Творчество Акунина – первая в русской литературе попытка рассмотреть наше главное национальное достояние (каковым, без сомнения, является культура – нефть-то рано или поздно кончится) без грубой социологизации, без перетягивания классика на ту или другую сторону; все, что он делает, – не столько литература, сколько занимательное литературоведение, то есть в полном смысле внеклассное чтение. Самое любопытное, что был у Акунина и предшественник, точнее – предшественница. Сейчас, сейчас… напустим туману, устроим тайну, потянем паузу… Литературоведение ведь – увлекательнейшая, детективная наука, особенно в части атрибутирования анонимных текстов. Я сам был свидетелем одной удивительной истории, о которой не премину написать детектив: мой приятель безумно влюбился в девушку, активно публиковавшуюся в Интернете, влюбился заочно, не видя, по стихам. Стихи и в самом деле были чудо как хороши, но девушка, с которой он наконец встретился, оказалась невыносимо претенциозна и вульгарна. Светлый образ не просто рассеялся – он рухнул, капитально придавив приятеля; из чистого сострадания я взялся распутывать это тяжелое дело и без всякого компьютерного анализа с легкостью установил, что под именем его возлюбленной (никакого отношения к литературе не имевшей) писали три застенчивых поэта, совершенно разных. Тексты, которые ему нравились больше всего, в самом деле были написаны одним автором (о, вещее сердце влюбленного!), и тут бы и соединиться двум сердцам, кабы отысканный автор не оказался мужчиной. В общем, из огня да в полымя, – история, по-моему, вполне детективная.

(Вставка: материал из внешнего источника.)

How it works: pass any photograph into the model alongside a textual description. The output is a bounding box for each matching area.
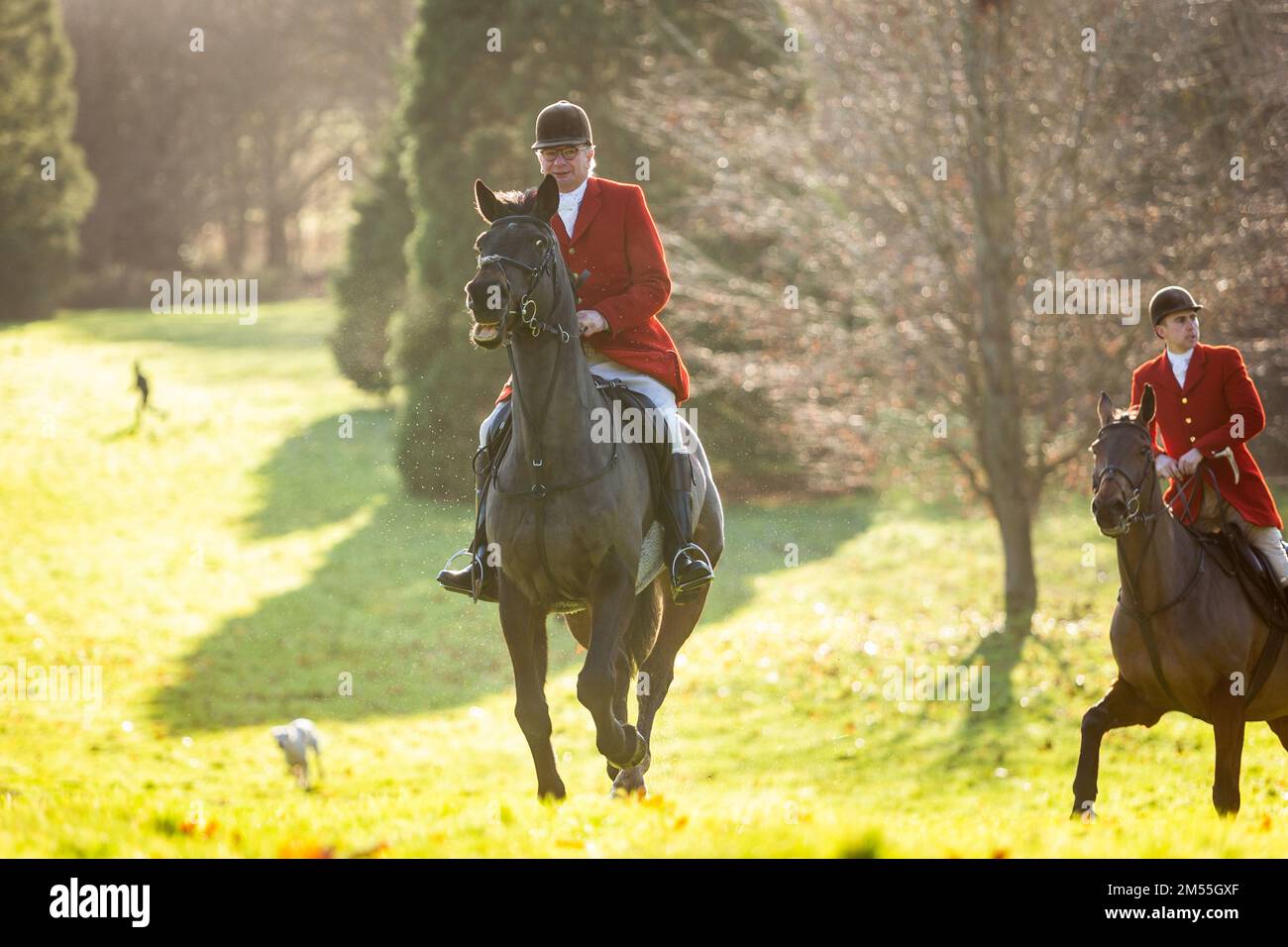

Так вот, сыграем в детектив: прямая предшественница у Акунина действительно была. Дама скрытная, таинственная, главные свои сочинения написавшая в стол и серьезную литературную славу завоевавшая только к семидесяти годам. Еврейка. Филолог по образованию, формалистка, ученица Тынянова. Книга, из которой вырос весь Акунин (и которую Акунин скорее всего не читал), написана была ради куска хлеба в конце двадцатых и называлась “Агентство Пинкертона”. Такое занимательное литературоведение, с поиском ответов на филологические загадки. Не угадали? Ну… раз… два… три! Лидия Гинзбург, естественно. Она первой смекнула, что детективный жанр – лучшее средство для реального освоения теории и истории литературы: во-первых, в этой области тайн полно, а во-вторых, литература всего нужнее молодым. И Акунин благороднейшим образом – и очень, кстати, деликатно – препарирует для них основные коллизии русской и мировой классики, пробуждая реальный интерес к великим образцам. Во всяком случае, пьесы его – “Чайка” и “Гамлет”, предлагающие нетрадиционную разгадку двух мрачных сюжетов, – никакой функции, кроме чисто культуртрегерской, не несут.
Все книги Акунина – это занимательное литературоведение, отвечающее, однако, на действительно серьезные вопросы: чем был русский Серебряный век – вакханалией пошлости или пиршеством гениев? Что такое русский утопизм, он же космизм (которому так досталось в “пелагианском” цикле): бред провинциальных городских сумасшедших или прорыв в двадцать первый век? И наконец, любимый и главный акунинский вопрос, которым задаются герой и автор на протяжении всего фандоринского цикла: отчего порядочные люди в России всегда оппозиционеры, а подонки всегда государственники? Нужно было прожить русские девяностые годы, прожить их тут, на Родине, чтобы выправить наконец двухсотлетний перекос общественного сознания: такое положение неправильно в корне. Да-с, неправильно. И пока оно будет длиться, покуда остроумные и талантливые Бриллинги и Пожарские будут служить дьяволу, а не Отечеству, – не будет в России и намека на стабильность и счастье…
Эта роковая трещина проходит через все двести лет сознательной русской истории – сознательной, ибо только в последние два века было кому сознавать. Появился класс, способный рефлексировать, ничем другим, по существу, не занятый; и именно этот класс – образованных, талантливых и совестливых – разрушал свою теплицу, пока не разломал ее до основанья. А затем – вымерз, вымер; поэтому Акунину и неинтересно писать о дне сегодняшнем. Его Николас Фандорин, дальний потомок главного протагониста, – гость из Англии: в современной России Акунин себе героя не находит. Сплошное оборотничество.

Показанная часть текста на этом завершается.